Tesla late on Thursday started customer deliveries of its semi-trailer truck, which is dubbed the Semi.
The first customer was Pepsi, which placed an order for 100 of the Class 8 trucks following the debut in 2017. Budweiser and Walmart are among the other customers for the fully electric semi truck which features a central driving position, just like the McLaren F1 supercar.
The start of deliveries took place at a special event held at Tesla's plant in Reno, Nevada, where CEO Elon Musk confirmed a few more specs for the Semi. Tesla also presented a time-lapse video showing a Semi allegedly driving 500 miles on a single charge with a gross weight of 81,000 pounds. Tesla did not disclose the weight of the cargo load.
The version of the Semi in the video featured a tri-motor powertrain, with a single motor at one rear axle for driving under low-load situations and two more motors at a second rear axle for acceleration. Tesla said the power is three times that of any comparable diesel truck on the market.

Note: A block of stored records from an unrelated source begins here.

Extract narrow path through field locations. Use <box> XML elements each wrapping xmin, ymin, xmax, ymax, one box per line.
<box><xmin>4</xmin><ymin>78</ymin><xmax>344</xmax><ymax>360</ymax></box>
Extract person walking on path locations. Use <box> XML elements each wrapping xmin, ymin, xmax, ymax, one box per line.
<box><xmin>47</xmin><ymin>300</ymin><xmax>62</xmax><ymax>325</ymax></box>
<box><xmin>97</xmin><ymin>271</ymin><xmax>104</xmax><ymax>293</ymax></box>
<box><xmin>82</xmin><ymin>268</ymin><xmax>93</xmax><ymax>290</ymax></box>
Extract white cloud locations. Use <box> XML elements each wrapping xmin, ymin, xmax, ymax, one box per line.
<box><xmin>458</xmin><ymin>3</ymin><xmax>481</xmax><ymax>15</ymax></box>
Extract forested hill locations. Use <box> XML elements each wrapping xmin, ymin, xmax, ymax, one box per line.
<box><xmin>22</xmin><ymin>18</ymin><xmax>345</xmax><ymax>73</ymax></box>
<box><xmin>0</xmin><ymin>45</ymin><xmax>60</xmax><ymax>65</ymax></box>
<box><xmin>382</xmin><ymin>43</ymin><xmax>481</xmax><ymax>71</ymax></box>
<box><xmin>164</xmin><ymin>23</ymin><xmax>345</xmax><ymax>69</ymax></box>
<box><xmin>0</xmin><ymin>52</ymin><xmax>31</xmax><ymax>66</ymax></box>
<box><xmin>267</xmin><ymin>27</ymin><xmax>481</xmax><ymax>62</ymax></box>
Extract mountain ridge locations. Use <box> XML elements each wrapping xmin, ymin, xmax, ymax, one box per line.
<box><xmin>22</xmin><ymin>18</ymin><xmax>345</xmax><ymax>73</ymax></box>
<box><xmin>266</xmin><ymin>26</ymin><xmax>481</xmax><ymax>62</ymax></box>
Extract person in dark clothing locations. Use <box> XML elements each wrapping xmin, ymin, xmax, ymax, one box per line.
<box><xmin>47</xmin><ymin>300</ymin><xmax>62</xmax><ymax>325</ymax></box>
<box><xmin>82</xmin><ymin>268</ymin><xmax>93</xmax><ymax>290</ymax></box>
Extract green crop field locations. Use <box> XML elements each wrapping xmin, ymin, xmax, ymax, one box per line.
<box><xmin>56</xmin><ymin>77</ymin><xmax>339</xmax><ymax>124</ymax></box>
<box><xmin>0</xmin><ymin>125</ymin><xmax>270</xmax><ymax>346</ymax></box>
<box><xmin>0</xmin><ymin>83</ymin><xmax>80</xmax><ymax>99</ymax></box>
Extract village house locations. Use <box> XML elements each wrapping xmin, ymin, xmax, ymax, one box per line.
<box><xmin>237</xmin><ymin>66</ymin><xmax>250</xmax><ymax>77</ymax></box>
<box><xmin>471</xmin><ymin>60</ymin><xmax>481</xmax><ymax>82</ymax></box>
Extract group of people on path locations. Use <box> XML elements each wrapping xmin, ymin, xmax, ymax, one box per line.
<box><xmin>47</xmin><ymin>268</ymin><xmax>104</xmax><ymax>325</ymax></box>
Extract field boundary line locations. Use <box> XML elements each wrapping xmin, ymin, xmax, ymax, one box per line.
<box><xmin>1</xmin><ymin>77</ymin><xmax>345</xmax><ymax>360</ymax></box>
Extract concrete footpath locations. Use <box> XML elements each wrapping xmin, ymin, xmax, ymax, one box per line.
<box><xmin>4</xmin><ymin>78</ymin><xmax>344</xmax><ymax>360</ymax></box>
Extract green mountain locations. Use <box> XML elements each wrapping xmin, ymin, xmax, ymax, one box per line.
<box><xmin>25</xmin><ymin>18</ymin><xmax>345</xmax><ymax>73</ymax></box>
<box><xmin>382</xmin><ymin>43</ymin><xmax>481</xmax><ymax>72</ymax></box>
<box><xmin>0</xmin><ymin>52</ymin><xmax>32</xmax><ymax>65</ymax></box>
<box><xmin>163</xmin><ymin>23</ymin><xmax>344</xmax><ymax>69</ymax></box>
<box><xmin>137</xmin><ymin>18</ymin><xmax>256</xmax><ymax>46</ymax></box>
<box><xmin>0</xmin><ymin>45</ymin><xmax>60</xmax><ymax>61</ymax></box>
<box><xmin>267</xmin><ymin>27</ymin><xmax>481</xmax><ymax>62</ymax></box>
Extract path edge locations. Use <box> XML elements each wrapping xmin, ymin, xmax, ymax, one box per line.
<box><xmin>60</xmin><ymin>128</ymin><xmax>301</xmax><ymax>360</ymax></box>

Tesla Semi driving 500 miles, fully loaded, on a single charge pic.twitter.com/iZzomLcwZF— Tesla (@Tesla) December 2, 2022
Tesla's performance figures include 0-60 mph acceleration in 20 seconds and the ability to accelerate on gradients up to 5%. Those figures are with the Semi's maximum 82,000-pound gross weight. Without a load, Tesla said the Semi can sprint to 60 mph in just 5.0 seconds.
Tesla also said the Semi can travel a mile using less than 2 kwh of electricity.

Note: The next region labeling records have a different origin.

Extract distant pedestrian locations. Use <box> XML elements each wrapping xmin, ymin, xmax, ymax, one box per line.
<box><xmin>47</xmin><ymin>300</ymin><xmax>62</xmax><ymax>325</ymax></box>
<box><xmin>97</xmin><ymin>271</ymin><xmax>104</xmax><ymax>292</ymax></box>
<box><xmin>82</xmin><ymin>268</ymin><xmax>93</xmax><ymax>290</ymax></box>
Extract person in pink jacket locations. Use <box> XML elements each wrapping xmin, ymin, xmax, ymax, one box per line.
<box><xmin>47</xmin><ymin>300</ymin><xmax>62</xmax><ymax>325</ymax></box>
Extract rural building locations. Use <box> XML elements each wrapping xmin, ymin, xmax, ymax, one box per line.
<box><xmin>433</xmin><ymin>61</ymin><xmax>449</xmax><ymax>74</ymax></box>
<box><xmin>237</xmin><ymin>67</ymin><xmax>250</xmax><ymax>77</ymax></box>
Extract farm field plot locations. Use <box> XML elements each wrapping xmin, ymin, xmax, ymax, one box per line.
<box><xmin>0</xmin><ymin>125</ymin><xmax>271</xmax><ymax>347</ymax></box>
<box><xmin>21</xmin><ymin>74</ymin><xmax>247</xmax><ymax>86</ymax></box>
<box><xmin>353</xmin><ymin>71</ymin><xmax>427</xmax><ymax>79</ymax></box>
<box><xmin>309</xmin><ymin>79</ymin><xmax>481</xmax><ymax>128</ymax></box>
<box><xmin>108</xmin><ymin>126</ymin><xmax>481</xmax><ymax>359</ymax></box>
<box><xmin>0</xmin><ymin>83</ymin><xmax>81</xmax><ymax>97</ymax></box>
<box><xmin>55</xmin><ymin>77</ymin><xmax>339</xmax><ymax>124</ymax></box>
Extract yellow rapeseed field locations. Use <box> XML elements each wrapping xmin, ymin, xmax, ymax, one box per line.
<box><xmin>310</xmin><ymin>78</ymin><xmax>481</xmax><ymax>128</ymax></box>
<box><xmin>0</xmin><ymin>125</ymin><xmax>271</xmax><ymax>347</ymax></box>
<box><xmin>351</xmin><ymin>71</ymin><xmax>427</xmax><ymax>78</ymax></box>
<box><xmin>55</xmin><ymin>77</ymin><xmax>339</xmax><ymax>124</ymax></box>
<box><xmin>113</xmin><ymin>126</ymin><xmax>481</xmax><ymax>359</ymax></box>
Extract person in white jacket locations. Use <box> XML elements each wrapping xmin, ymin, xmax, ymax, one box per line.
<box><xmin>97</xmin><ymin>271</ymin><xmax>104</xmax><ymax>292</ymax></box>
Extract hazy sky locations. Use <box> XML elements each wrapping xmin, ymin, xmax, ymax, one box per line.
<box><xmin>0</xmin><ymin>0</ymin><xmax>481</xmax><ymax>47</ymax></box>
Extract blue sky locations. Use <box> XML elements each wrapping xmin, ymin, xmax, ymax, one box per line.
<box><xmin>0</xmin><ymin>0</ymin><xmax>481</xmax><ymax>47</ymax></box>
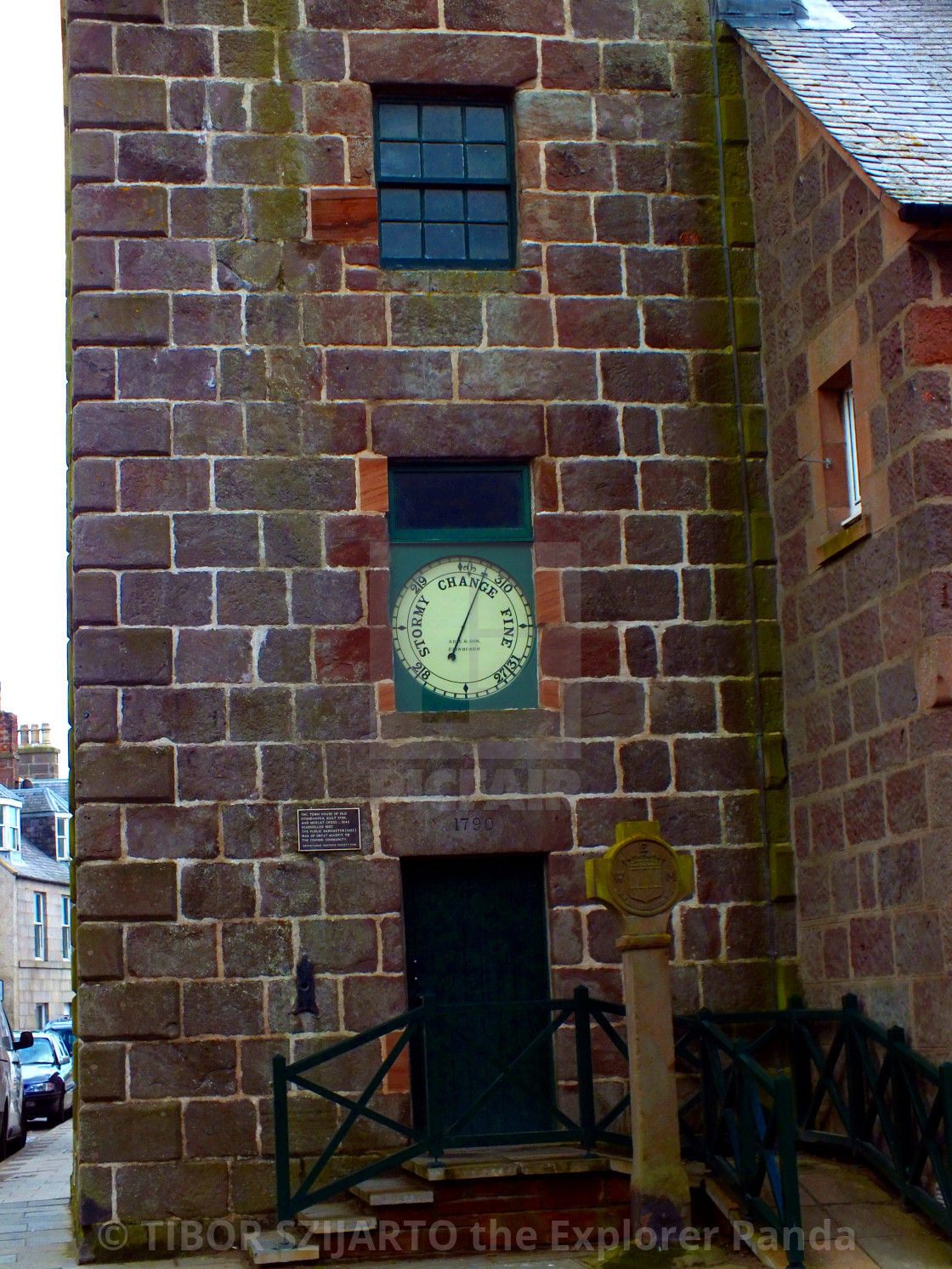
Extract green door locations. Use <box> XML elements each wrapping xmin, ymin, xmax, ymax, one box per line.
<box><xmin>402</xmin><ymin>855</ymin><xmax>553</xmax><ymax>1145</ymax></box>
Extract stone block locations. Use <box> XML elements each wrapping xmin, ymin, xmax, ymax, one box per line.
<box><xmin>72</xmin><ymin>401</ymin><xmax>172</xmax><ymax>458</ymax></box>
<box><xmin>173</xmin><ymin>513</ymin><xmax>258</xmax><ymax>569</ymax></box>
<box><xmin>116</xmin><ymin>23</ymin><xmax>214</xmax><ymax>75</ymax></box>
<box><xmin>72</xmin><ymin>688</ymin><xmax>119</xmax><ymax>745</ymax></box>
<box><xmin>72</xmin><ymin>292</ymin><xmax>169</xmax><ymax>345</ymax></box>
<box><xmin>76</xmin><ymin>1102</ymin><xmax>182</xmax><ymax>1164</ymax></box>
<box><xmin>71</xmin><ymin>572</ymin><xmax>119</xmax><ymax>630</ymax></box>
<box><xmin>77</xmin><ymin>983</ymin><xmax>179</xmax><ymax>1040</ymax></box>
<box><xmin>74</xmin><ymin>628</ymin><xmax>172</xmax><ymax>685</ymax></box>
<box><xmin>381</xmin><ymin>793</ymin><xmax>572</xmax><ymax>855</ymax></box>
<box><xmin>542</xmin><ymin>39</ymin><xmax>600</xmax><ymax>89</ymax></box>
<box><xmin>121</xmin><ymin>572</ymin><xmax>212</xmax><ymax>626</ymax></box>
<box><xmin>216</xmin><ymin>569</ymin><xmax>288</xmax><ymax>626</ymax></box>
<box><xmin>70</xmin><ymin>185</ymin><xmax>169</xmax><ymax>237</ymax></box>
<box><xmin>116</xmin><ymin>1160</ymin><xmax>229</xmax><ymax>1221</ymax></box>
<box><xmin>72</xmin><ymin>806</ymin><xmax>122</xmax><ymax>862</ymax></box>
<box><xmin>76</xmin><ymin>921</ymin><xmax>124</xmax><ymax>979</ymax></box>
<box><xmin>214</xmin><ymin>458</ymin><xmax>355</xmax><ymax>512</ymax></box>
<box><xmin>371</xmin><ymin>404</ymin><xmax>545</xmax><ymax>458</ymax></box>
<box><xmin>70</xmin><ymin>67</ymin><xmax>167</xmax><ymax>129</ymax></box>
<box><xmin>262</xmin><ymin>745</ymin><xmax>324</xmax><ymax>802</ymax></box>
<box><xmin>118</xmin><ymin>132</ymin><xmax>206</xmax><ymax>185</ymax></box>
<box><xmin>172</xmin><ymin>296</ymin><xmax>241</xmax><ymax>344</ymax></box>
<box><xmin>348</xmin><ymin>33</ymin><xmax>538</xmax><ymax>88</ymax></box>
<box><xmin>182</xmin><ymin>981</ymin><xmax>264</xmax><ymax>1037</ymax></box>
<box><xmin>76</xmin><ymin>860</ymin><xmax>178</xmax><ymax>921</ymax></box>
<box><xmin>184</xmin><ymin>1099</ymin><xmax>258</xmax><ymax>1159</ymax></box>
<box><xmin>126</xmin><ymin>806</ymin><xmax>218</xmax><ymax>859</ymax></box>
<box><xmin>278</xmin><ymin>29</ymin><xmax>344</xmax><ymax>80</ymax></box>
<box><xmin>178</xmin><ymin>745</ymin><xmax>258</xmax><ymax>802</ymax></box>
<box><xmin>296</xmin><ymin>685</ymin><xmax>377</xmax><ymax>739</ymax></box>
<box><xmin>119</xmin><ymin>348</ymin><xmax>217</xmax><ymax>401</ymax></box>
<box><xmin>72</xmin><ymin>458</ymin><xmax>116</xmax><ymax>514</ymax></box>
<box><xmin>77</xmin><ymin>1043</ymin><xmax>126</xmax><ymax>1101</ymax></box>
<box><xmin>170</xmin><ymin>186</ymin><xmax>245</xmax><ymax>239</ymax></box>
<box><xmin>128</xmin><ymin>1040</ymin><xmax>237</xmax><ymax>1099</ymax></box>
<box><xmin>126</xmin><ymin>924</ymin><xmax>218</xmax><ymax>978</ymax></box>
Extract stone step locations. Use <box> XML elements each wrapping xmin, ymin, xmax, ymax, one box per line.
<box><xmin>247</xmin><ymin>1230</ymin><xmax>320</xmax><ymax>1266</ymax></box>
<box><xmin>294</xmin><ymin>1199</ymin><xmax>377</xmax><ymax>1238</ymax></box>
<box><xmin>350</xmin><ymin>1173</ymin><xmax>435</xmax><ymax>1207</ymax></box>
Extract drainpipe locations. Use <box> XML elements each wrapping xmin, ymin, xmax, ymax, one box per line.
<box><xmin>710</xmin><ymin>0</ymin><xmax>780</xmax><ymax>1009</ymax></box>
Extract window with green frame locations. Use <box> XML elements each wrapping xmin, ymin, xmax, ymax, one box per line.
<box><xmin>388</xmin><ymin>462</ymin><xmax>538</xmax><ymax>713</ymax></box>
<box><xmin>375</xmin><ymin>96</ymin><xmax>515</xmax><ymax>269</ymax></box>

Tesla hasn't said how big the battery is but the company has previously stated that a 70% charge in 30 minutes is possible using a new one-megawatt charger (1,000 kw) designed for the Semi. Musk said at the Reno event that the megawatt charger will also be compatible with the upcoming Cybertruck pickup truck. Tesla plans to roll out the megawatt chargers at its Supercharger stations in the coming year.
Production of the Semi is handled at Tesla's plant in Austin, Texas. The plant is also where Tesla builds the Model Y crossover, and in 2023 is slated to start production of the Cybertruck.

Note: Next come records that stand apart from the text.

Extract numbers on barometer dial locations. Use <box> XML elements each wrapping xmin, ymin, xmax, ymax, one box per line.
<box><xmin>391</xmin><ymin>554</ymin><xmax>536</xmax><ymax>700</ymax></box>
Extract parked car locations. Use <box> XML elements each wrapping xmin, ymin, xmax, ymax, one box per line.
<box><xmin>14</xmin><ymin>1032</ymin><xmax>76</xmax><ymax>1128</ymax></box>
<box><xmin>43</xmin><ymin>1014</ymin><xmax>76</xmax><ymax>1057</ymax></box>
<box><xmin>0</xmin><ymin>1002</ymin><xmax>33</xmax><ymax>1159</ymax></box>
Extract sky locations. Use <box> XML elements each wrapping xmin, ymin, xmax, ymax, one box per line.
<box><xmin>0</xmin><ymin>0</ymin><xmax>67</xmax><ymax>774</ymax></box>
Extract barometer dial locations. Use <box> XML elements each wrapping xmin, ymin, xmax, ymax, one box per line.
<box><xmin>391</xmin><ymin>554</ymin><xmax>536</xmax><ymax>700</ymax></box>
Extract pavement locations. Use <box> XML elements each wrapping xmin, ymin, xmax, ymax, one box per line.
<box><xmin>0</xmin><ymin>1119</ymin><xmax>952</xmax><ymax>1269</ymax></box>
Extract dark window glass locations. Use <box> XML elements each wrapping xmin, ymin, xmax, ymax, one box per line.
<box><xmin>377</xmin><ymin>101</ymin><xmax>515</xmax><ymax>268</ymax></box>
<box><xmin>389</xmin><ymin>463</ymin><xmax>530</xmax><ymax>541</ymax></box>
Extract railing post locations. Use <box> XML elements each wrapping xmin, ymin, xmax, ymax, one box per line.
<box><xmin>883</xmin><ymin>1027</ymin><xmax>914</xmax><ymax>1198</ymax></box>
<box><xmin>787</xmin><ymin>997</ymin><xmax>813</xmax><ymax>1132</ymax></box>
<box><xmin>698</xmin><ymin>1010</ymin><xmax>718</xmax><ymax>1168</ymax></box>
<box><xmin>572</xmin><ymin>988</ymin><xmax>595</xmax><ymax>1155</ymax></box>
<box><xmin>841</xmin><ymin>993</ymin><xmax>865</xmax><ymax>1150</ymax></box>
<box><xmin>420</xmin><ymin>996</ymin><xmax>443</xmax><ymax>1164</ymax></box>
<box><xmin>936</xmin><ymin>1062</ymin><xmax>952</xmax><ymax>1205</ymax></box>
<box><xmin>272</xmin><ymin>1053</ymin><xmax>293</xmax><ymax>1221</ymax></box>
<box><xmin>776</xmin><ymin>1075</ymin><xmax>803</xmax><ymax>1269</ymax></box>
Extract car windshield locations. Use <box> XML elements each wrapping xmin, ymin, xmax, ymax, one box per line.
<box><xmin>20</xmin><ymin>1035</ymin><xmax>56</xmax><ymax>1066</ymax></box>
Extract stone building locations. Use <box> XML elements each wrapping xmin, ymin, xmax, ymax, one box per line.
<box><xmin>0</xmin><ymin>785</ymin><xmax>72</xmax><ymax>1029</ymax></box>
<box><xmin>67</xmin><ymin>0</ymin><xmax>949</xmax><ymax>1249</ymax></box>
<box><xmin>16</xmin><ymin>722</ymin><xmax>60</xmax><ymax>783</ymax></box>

Production of the Semi was originally due to start in 2019 but the date was pushed back as Tesla prioritized Model Y production in Austin in the face of limited availability of battery cells and other supply-chain issues. Since then, established truck manufacturers like Daimler Trucks and Volvo Trucks have already launched electric trucks, including Class 8 trucks.
Tesla started accepting reservations for the Semi in May and started requesting a $20,000 deposit in August, at which point reservations were closed. The trucks were originally priced at $150,000 for a 300-mile model and $180,000 for a 500-mile model. It's possible Tesla will increase prices when reservations open again, as has happened with a number of electric vehicles in recent months.